Diossina nel latte materno

Il latte materno è sempre il nutrimento migliore?
Fino a 10 minuti fa avrei risposto di sì senza dubbi. Ora risponderei: dipende da dove vive e da cosa respira e mangia la mamma!
Pensate che in Italia, nelle aree più contaminate, come a Taranto, nel latte materno è stata trovata della diossina in quantità ben maggiore della dose tollerabile dall’organismo.
In particolare sono stati rilevati fino a 20 picogrammi per grammo di grasso, quando la dose settimanale tollerabile è stata fissata dall’Organizzazione Mondiale della Sanità a 14.
A lanciare l’allarme è la Campagna nazionale per la difesa del latte materno dai contaminanti ambientali promossa da associazioni di pediatri, oncologi e genitori.

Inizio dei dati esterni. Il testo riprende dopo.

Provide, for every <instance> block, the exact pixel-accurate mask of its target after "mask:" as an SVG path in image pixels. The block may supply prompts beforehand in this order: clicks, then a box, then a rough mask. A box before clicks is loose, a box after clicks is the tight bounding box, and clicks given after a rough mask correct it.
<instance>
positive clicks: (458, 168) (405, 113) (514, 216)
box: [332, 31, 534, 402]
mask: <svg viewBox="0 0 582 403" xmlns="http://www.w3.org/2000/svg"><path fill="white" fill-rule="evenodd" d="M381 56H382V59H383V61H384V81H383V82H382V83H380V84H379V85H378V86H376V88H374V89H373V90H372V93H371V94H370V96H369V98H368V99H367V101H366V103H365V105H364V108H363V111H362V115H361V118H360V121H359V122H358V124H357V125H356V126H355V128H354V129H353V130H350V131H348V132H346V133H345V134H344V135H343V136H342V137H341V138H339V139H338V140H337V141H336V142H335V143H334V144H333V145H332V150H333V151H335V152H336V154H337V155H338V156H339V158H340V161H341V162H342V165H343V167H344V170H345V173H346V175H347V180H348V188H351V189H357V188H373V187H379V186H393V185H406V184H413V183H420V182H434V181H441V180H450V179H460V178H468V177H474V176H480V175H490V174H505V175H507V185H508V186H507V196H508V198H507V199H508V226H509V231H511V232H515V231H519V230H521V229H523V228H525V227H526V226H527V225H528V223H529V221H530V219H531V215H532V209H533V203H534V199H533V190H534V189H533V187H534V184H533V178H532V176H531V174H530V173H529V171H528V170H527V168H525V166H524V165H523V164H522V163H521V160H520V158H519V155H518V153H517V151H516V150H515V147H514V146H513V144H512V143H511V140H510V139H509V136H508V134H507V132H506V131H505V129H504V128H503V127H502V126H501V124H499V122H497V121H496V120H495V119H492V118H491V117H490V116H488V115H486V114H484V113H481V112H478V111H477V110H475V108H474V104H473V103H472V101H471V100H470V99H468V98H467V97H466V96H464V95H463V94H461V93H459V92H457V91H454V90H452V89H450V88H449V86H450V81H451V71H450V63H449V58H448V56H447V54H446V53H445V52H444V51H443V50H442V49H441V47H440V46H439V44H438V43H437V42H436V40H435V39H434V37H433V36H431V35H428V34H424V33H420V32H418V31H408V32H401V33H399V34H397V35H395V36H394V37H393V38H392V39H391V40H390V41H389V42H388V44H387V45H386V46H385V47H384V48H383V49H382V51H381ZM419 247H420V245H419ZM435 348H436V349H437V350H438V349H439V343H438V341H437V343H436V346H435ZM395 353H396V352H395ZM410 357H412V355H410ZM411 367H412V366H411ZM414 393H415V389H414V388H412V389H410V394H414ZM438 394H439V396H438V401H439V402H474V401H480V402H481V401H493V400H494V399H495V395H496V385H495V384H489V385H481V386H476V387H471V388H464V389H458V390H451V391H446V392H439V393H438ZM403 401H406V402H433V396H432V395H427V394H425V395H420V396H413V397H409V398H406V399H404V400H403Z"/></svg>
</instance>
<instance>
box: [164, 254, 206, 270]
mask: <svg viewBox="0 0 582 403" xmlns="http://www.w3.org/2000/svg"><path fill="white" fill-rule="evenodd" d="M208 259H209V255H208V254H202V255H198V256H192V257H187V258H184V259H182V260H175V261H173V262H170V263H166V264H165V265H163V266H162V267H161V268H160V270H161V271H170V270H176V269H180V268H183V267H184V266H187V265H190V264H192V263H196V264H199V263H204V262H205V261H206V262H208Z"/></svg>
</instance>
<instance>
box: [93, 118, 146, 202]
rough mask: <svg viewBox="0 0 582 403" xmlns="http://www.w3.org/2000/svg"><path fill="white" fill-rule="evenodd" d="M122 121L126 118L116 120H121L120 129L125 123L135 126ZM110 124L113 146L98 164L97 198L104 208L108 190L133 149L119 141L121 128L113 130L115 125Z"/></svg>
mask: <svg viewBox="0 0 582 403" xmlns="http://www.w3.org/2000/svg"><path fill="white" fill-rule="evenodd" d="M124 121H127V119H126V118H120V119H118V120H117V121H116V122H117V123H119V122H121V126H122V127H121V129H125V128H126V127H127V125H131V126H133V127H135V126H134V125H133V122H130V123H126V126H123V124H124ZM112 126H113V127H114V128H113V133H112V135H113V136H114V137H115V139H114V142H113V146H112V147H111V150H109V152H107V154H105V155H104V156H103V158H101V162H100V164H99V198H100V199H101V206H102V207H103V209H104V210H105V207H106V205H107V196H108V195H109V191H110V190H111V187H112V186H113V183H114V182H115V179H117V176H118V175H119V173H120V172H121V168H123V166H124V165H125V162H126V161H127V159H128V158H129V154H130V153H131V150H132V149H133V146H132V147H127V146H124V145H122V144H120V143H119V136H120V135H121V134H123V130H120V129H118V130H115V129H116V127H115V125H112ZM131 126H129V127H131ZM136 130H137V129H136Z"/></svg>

Secondo la campagna, sostanze tossiche come diossine, policlorobifenili, metalli pesanti, pesticidi e altri composti chimici sono ormai presenti stabilmente nei nostri corpi e, attraverso la placenta e il latte materno, trasmesse al bambino ancora prima che nasca e poi durante l’allattamento.

E’ proprio vero: siamo quel che mangiamo e respiriamo!
E se ci nutriamo con cibi trattati male e viviamo in zone ad alto tasso di inquinamento, non possiamo ben sperare nè per noi, nè per i nostri pargoli.

Per questo, la Campagna porta oggi presso la sede romana della Rappresentanza della Commissione Europea una serie di proposte concrete “per non lasciare alla sorte il destino dei nostri figli, ma prendere in mano le redini del destino delle generazioni future e garantire loro il massimo”, spiega Patrizia Gentilini, portavoce della campagna.

Prima richiesta, un bio-monitoraggio a campione del latte materno e del sangue cordonale, come raccomandato dall’Organizzazione Mondiale della Sanità e che negli altri Paesi europei viene già effettuato. “Sappiamo che la concentrazione di diossine nel latte materno in Belgio sta diminuendo, ma sappiamo poco della situazione italiana”, spiega la portavoce. E quel poco che si sa, è frutto di iniziative spontanee che, comunque, “rilevano concentrazioni spesso oltre il doppio della media”.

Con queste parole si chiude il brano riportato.